In came the Keegan Family Courage and Faith Foundation, named for a quote that Keegan said has shaped his professional career: “Have the courage to fail and the faith to succeed.”

The couple has worked to gather a strong board of directors and have already started to work with local schools on various projects.

Two percent of all revenue from the Keegans’ portfolio of companies – including Rightcoast Advisors, Velocity Performance, and Workforce Extended – is made available for the foundation, donated to various projects and initiatives in the area. With that model, Dana Keegan said, as their companies grow, so will their donations.

So far, the recipients of the Keegans’ work have been private schools, St. Christopher and Bishop Guertin, but Keegan said they’re open to helping any group with an idea to improve the lives of local youth. Their dollars won’t go to infrastructure but will go toward starting new education programs, providing better learning opportunities in classrooms and similar goals.

At St. Christopher’s, the Keegans’ donation put smart boards into every classroom, replaced black chalkboards with white boards and gave the school a wireless Internet system.

Principal Cindy Clarke said the project has marked a significant change in the school and helped engage students.

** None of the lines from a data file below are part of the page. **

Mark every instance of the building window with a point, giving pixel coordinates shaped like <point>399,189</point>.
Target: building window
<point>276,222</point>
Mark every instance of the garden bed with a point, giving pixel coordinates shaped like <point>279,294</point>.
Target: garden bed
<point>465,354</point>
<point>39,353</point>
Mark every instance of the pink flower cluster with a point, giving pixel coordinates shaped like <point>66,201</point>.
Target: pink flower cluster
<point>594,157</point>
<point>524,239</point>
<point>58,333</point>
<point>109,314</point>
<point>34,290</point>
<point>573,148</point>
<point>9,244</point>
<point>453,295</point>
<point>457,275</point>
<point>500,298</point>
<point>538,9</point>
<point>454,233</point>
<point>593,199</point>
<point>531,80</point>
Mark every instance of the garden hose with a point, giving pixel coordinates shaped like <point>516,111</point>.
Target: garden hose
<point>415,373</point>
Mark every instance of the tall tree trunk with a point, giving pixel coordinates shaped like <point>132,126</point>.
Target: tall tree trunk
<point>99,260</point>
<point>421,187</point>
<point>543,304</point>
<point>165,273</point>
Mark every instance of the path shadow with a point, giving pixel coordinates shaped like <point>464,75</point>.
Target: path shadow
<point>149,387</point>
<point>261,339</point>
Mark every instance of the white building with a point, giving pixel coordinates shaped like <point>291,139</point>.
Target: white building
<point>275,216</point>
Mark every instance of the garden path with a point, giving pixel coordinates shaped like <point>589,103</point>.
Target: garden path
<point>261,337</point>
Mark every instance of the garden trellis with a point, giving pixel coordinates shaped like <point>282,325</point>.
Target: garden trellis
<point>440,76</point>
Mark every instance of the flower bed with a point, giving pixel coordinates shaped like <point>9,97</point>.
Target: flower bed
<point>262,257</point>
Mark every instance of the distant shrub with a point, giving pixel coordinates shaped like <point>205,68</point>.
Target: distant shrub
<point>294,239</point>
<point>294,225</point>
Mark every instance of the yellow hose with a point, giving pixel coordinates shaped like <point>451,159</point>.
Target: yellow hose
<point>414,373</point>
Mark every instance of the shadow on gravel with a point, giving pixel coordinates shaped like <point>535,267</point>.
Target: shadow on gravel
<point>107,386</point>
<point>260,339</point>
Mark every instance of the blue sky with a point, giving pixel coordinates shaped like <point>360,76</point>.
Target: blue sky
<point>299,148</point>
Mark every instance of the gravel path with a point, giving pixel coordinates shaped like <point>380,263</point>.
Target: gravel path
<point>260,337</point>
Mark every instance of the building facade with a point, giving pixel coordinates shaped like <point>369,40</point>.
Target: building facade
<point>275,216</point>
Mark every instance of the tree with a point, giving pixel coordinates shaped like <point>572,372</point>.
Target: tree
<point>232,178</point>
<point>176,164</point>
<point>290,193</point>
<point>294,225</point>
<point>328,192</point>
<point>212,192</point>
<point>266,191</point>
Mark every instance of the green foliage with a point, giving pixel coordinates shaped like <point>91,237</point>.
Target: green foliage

“I think we always try to provide a positive, challenging learning experience that supports each student’s potential for growth,” she said. “This has definitely helped with that.”

At Bishop Guertin, Keegan foundation dollars were used to help bring extra technology to students through the Leapfrog Project.

This fall, the high school will get another boost with the Leadership Institute.

Voute said the school is looking forward to implementing the program with the help of the Keegans, who first came to the school with the idea last year.

The institute will provide programming to all student-leaders to help them better prepare for their new roles. Some of this, Voute said, might involve tapping into Bishop Guertin’s extensive community of alumni, bringing them in for workshops.

Keegan said he’s hopeful that if the program works well at Bishop Guertin, it could be used throughout the community to help youth improve their leadership skills.

The whole idea of leadership, Keegan said, is closely tied to the family’s foundation and its efforts to raise awareness of their mission.

A lot of the work the couple hopes to do in the coming years goes beyond donating their own money to various causes. They hope to get others more involved with donating as well. When they have a project they’re helping with, Keegan said, they can bring the proposal to their friends or community members who may have an interest.

Having a specific project, and an example of the foundation’s own donation, can be just what someone needs to give their own contribution.

The Keegans said they hope bringing more awareness to their foundation will help grow the organization, not for their own sake, but to expand their reach, and their ability to help others in the community.

“We could double, or triple, our donation that way,” Keegan said. “A lot of times, people are waiting to be inspired by the right proposal. People want to give but they’re not really sure how to help.”